Upacara pande mbaru gendang memiliki fungsi dan makna bagi kehidupan masyarakat Kampung Tenda. Robert K. Merton (dalam Ritzer, 2003: 141) memperkenalkan konsep fungsi nyata (manifest) dan fungsi tersembunyi (latent). Dalam upacara pande mbaru gendang juga terdapat fungsi manifest dan fungsi laten. Fungsi manifest dari upacara pande mbaru gendang yaitu untuk memohon restu leluhur dan Tuhan agar pembangunan mbaru gendang berjalan dengan lancar. Fungsi laten dari upacara pande mbaru gendang yaitu untuk meningkatkan solidaritas sosial dan melestarikan alam.

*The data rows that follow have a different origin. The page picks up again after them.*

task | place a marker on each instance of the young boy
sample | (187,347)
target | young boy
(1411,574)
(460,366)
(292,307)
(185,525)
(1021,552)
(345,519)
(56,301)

Upacara pande mbaru gendang memiliki makna bagi kehidupan masyarakat Kampung Tenda. Adapun makna upacara pande mbaru gendang yaitu makna religius, makna pendidikan, maka kekerabatan dan makna ekonomi. Makna religius artinya bahwa Upacara pande mbaru gendang dipercayai oleh masyarakat Kampung Tenda sebagai salah satu upacara religius yang menghubungkan mereka dengan Tuhan, roh leluhur, roh penjaga kampung (naga beo). Makna pendidikan artinya bahwa upacara pande mbaru gendang dapat menjadi salah satu bentuk pendidikan non formal bagi masyarakat setempat. Makna kekerabatan yaitu upacara pande mbaru gendang mampu membuat masyarakat saling terikat satu dengan yang lain dan dapat membina dan membangun kekerabatan. Makna ekonomi dari upacara pande mbaru gendang yaitu mengurangi pengeluaran masyarakat dalam pembangunan rumah adat. Hal ini disebabkan karena dengan adanya upacara racang cola yang dilaksanakan sebelum menebang kayu di hutan, maka masyarakat dapat menggunakan kayu yang ada di hutan untuk pembangunan rumah adat.

  • 6.    Simpulan

Upacara pande mbaru gendang merupakan upacara yang masih dilestarikan oleh masyarakat Kampung Tenda, dan dalam upacara tersebut terkandung fungsi dan makna bagi kehidupan masyarakat Kampung Tenda. Walapun demikian, seiring perkembangan zaman upacara pande mbaru gendang mengalami dinamika, namun hal tersebut tidak terjadi dalam seluruh prosesi upacara pande mbaru gendang. Oleh karena itu, tidak mengurangi fungsi dan makna yang terkandung dalam upacara tersebut.

  • 7.    Daftar pustaka

Geong, S. Vianey. 2015. Fungsi Upacara Tae Mata Bagi Masyarakat Desa Wudi Kecamatan Cibal Kabupaten Manggarai NTT. Denpasar: Skripsi Program Sarjana (S1) Program Studi Antropologi Fakultas Sastra dan Budaya Universitas Udayana

Janggur, Petrus. 2008. Butir-butir Adat Manggarai Buku 1. Ruteng: Artha Gracia

Ritzer, George dan Douglas J. Goodman.2003.Teori Sosiologi Modern.Jakarta: Kecana

Soerjono, Soekanto. 1999. Sosiologi Suatu Pengantar. Jakarta: PT Raja Grafindo Persada.